Frederick Hammersley and Julius Wasserstein
California Palace of the Legion of Honor
Polarities of abstraction here. Hammersley, a pure geometrist, has a gay and colorful show with aspects of a signalman’s washday. The canvases line the walls in an array of classically ordered, clearly defined, flat-colored geometric shapes: triangles, rectangles, circles in triangles, circles in rectangles, even double circles with interlocking parabolas. His idiom seems to have been born of the same need for clarity in art that prompted David to lead the return to classicism and order at the turn of the 19th century. Everything is controlled: by direction and counter direction, position and juxtaposition. Everything, that is, but the idiosyncrasies of human vision—that pulsation when confronted with large areas of unmodulated color and too straight lines which vibrates colors, bends lines and creates other sizzlements of its own. Or does he control this too, by anticipating just such reactions?

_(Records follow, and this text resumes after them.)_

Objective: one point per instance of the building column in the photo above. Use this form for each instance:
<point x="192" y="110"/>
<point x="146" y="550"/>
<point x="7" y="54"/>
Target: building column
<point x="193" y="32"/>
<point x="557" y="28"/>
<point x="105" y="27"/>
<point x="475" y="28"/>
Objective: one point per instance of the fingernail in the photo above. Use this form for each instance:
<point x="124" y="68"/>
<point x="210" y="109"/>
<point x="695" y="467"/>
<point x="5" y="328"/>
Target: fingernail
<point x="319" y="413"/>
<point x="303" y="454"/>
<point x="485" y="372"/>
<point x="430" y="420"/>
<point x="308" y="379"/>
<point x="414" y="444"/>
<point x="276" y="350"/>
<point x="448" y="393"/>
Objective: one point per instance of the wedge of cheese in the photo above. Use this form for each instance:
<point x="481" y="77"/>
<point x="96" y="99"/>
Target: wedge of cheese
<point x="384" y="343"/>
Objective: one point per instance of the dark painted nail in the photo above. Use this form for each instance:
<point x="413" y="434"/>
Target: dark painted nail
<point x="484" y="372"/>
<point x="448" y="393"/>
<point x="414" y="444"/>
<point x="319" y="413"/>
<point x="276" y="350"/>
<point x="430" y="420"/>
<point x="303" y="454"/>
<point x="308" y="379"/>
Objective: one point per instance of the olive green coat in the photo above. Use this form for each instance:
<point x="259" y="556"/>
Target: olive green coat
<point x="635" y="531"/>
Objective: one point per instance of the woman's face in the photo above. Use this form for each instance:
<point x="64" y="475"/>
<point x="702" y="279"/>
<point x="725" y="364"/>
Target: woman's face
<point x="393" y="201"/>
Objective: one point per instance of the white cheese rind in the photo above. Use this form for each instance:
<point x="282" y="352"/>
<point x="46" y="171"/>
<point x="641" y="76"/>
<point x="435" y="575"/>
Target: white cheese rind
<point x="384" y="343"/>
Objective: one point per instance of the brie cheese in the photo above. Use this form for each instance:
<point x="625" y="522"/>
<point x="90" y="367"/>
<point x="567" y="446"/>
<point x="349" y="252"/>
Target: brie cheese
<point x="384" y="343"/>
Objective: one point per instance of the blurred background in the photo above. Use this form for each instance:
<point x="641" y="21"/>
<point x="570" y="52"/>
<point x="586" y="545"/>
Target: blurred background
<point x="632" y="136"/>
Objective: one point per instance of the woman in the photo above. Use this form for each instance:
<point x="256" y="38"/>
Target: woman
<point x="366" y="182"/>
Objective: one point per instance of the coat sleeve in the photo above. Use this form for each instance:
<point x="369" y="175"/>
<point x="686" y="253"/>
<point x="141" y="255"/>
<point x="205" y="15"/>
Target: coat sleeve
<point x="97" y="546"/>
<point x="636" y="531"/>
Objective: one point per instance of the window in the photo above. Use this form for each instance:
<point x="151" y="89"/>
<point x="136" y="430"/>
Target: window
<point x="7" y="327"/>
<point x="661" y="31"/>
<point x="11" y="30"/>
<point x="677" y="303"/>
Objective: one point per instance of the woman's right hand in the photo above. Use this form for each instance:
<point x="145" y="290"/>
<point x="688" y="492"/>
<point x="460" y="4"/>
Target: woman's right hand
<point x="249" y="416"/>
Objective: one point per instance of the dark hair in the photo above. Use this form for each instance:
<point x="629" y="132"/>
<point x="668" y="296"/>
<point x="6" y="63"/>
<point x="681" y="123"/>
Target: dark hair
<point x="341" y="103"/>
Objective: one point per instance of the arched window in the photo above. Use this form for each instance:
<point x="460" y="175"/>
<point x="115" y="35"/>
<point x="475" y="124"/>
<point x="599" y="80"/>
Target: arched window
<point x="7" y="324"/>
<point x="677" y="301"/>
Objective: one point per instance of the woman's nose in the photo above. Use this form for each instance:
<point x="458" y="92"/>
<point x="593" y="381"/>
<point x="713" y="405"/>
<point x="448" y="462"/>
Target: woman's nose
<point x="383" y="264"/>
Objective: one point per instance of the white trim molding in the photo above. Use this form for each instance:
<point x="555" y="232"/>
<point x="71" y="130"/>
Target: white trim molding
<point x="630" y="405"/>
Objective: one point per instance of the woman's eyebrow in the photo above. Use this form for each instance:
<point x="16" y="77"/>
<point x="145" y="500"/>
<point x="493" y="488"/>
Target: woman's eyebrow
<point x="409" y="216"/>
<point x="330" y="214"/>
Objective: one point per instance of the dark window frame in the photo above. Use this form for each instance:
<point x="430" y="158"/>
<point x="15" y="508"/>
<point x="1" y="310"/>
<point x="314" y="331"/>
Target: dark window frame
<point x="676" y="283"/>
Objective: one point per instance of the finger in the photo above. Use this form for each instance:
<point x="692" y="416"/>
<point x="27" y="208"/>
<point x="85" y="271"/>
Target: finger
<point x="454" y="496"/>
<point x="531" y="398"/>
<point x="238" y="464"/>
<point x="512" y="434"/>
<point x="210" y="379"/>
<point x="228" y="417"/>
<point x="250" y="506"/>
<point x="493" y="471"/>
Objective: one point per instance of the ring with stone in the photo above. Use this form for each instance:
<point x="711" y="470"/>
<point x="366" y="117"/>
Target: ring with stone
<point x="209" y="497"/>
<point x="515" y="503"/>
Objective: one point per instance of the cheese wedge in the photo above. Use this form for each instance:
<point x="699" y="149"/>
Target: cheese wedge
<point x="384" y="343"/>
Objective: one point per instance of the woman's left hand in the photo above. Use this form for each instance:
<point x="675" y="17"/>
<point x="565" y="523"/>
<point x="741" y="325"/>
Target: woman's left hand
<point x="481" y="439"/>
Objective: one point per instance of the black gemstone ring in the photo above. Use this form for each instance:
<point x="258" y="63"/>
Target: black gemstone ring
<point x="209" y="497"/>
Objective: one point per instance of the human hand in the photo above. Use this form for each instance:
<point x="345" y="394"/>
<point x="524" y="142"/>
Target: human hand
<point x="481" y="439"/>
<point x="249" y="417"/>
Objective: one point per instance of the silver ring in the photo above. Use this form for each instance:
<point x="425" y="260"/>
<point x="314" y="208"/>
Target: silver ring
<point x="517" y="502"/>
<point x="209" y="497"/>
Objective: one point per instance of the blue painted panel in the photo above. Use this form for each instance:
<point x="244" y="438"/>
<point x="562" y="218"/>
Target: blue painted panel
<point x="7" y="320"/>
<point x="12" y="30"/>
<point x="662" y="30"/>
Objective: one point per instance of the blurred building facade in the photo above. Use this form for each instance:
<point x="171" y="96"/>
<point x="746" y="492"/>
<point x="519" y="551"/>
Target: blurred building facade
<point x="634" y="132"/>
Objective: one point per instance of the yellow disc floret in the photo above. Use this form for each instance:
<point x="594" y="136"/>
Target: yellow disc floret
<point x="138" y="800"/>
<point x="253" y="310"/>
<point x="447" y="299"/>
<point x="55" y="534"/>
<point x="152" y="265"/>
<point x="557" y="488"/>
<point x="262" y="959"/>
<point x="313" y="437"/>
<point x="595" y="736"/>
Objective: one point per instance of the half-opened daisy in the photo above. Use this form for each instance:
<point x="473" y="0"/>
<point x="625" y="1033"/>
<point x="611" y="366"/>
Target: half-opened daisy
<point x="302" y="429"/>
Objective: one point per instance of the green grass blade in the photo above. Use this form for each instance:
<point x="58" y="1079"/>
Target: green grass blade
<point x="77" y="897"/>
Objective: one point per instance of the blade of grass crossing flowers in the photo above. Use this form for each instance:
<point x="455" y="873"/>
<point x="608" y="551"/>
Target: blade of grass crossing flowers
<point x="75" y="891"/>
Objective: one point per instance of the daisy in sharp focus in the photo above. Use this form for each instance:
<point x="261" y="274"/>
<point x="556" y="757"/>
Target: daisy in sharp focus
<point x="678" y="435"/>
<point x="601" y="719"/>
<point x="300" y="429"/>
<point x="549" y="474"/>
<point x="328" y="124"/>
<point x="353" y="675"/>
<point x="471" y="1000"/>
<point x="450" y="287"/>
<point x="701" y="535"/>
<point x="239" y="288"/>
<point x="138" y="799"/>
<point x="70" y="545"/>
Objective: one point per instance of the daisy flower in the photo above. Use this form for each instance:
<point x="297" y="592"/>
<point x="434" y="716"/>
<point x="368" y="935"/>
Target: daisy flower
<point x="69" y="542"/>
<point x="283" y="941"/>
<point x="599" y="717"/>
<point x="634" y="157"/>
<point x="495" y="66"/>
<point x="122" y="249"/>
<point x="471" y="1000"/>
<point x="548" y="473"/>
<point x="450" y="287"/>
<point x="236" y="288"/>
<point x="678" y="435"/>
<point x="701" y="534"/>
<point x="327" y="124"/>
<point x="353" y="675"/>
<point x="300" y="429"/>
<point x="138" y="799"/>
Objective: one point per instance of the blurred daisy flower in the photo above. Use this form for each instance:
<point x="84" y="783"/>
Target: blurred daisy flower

Wasserstein is at the other end of the abstract axis. Where Hammersley, Ingresian classicist that he is, abhors the revealing brushstroke, Wasserstein piles on the paint, pushing and knifing it into great slabs and ridges which he calls paintscapes and which suggest landscapes or seascapes. His color is rich, velvety, active of its own accord and further activated by texture. And here is where Wasserstein faces a problem: his paintscapes become just that—virtuoso, performances of color and texture magnificent at first viewing but barren of content. The huge red curves appearing in enough of his recent works to become something of a signature symbol may be a bid to regain control of a situation he feels is getting out of hand.
Wasserstein’s show brings up some special questions pertinent to a number of our local artists. How often should an artist show in a given area? Are our established painters, at the risk of overexposure, keeping new talent from being developed through exhibition? And by means of exposure, alone, are they getting more publicity than their work warrants, by way of newspaper and magazine analysis? Newspapers, especially, are obligated to report, with or without critical evaluation, and by means of repeated mention alone can build the reputation of an artist.
Wasserstein’s rich complexities can take a lot of eye-wear, but their interest is not inexhaustible. And with less exhibition he might take time to develop deeper-surface penetration, thereby maintaining the respect he has thus far justly earned.